KOC to drill 900 wells in Lower Fars heavy crude oil
The wholly state-owned Kuwait Oil Company (KOC) is planning to drill more than 900 wells to develop the heavy crude oil lying in the Lower Fars field in the north of Kuwait.
Discovered in 1978, the Lower Fars formation belongs to the Ratqa field, a reservoir saturated by crude oil.
Located along the Iraq border, the structure of Lower Fars reservoir lying in a shallow sandstone underground appeared very quickly fragmented and heterogeneous, thus very challenging to develop.
Because of its low depth in the ground, Lower Fars reservoir has a low natural pressure that will not help the exploration and production of the field.
Despite all the challenges mentioned above, KOC intends to develop Lower Fars in order to compensate the depletion of aging fields such as Burgan in targeting 5 million barrels per day (b/d) of crude oil production in Kuwait by 2020.
With $7 billion capital expenditure, KOC is planning to produce 60,000 b/d of crude oil by 2018 in a first phase.
Drilling 900 wells then more than 1,300 wells, KOC is planning to ramp up the production up to 270,000 b/d of crude oil from Lower Fars.
KOC to award Lower Fars Phase-1 EPCs on H2 2014
The Lower Fars production is calculated to supply the giant Al-Zour New Refinery Project (NRP) running in parallel.
Usually implemented in water-rich countries, such as Canada, the CSS technique will require in Kuwait significant offsites and utilities to support the process.

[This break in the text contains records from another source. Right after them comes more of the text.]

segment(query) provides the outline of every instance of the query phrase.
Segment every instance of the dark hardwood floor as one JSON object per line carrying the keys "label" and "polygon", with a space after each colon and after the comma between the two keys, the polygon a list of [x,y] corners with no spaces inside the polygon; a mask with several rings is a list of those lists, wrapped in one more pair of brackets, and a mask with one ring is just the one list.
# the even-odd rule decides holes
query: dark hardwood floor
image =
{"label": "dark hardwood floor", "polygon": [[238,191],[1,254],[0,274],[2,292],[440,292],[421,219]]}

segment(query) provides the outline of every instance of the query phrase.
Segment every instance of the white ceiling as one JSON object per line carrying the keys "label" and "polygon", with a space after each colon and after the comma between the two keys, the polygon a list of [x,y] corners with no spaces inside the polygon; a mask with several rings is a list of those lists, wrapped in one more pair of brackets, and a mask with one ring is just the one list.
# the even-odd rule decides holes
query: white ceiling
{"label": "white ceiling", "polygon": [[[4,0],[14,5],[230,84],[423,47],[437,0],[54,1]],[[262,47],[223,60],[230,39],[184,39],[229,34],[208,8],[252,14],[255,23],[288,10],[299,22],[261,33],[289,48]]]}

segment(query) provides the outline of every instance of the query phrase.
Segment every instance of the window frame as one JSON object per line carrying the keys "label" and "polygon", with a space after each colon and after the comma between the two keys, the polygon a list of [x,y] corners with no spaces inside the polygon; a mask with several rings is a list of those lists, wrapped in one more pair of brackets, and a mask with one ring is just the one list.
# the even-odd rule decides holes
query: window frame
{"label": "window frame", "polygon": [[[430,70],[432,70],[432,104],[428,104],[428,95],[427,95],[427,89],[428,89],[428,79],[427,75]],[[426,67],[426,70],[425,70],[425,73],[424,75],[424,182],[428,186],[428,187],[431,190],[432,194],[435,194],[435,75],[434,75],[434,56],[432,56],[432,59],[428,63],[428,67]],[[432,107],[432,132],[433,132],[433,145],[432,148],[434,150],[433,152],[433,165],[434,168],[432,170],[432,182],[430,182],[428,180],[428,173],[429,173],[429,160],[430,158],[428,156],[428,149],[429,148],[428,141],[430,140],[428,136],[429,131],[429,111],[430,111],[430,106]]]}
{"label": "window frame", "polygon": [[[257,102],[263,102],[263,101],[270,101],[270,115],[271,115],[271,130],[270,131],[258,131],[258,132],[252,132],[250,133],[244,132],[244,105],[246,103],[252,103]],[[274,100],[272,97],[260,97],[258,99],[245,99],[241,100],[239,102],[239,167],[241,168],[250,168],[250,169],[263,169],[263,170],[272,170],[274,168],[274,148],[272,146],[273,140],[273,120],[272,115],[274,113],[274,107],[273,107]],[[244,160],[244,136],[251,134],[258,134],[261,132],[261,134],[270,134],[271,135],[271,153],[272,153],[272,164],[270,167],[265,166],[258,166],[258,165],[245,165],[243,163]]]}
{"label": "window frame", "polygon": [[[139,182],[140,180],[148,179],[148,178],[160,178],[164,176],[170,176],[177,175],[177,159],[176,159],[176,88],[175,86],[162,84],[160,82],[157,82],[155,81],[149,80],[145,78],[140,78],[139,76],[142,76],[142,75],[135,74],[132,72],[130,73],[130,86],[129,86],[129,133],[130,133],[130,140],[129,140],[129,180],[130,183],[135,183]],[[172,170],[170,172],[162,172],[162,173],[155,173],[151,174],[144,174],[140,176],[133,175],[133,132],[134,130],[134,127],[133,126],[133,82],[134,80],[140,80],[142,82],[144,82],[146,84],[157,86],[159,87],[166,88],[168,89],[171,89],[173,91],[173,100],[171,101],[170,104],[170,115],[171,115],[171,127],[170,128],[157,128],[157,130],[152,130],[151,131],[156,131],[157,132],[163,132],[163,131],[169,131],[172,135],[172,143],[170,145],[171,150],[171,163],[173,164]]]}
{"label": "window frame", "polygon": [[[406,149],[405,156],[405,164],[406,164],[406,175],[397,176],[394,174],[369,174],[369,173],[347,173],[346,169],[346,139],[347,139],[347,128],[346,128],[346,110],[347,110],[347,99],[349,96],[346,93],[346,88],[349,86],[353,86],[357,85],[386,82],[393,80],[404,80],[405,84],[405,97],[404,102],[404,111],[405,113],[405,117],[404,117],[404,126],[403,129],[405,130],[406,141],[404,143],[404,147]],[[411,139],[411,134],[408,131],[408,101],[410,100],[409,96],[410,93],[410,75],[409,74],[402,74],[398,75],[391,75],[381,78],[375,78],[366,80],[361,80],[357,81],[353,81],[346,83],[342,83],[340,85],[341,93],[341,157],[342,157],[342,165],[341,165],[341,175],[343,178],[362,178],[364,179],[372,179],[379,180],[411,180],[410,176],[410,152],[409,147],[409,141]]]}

Therefore WorleyParsons designed the Lower Fars Phase-1 project in three packages:
– Oil central processing facility (CPF) with water treatment and waste treatment
– Pipelines systems including crude oil inlet, water inlet and oil export to terminal
– Offsites and utilities plus all associated infrastructures
Four engineering companies were bidding the first package estimated to $4.5 billion capital expenditure to be awarded on second half 2014.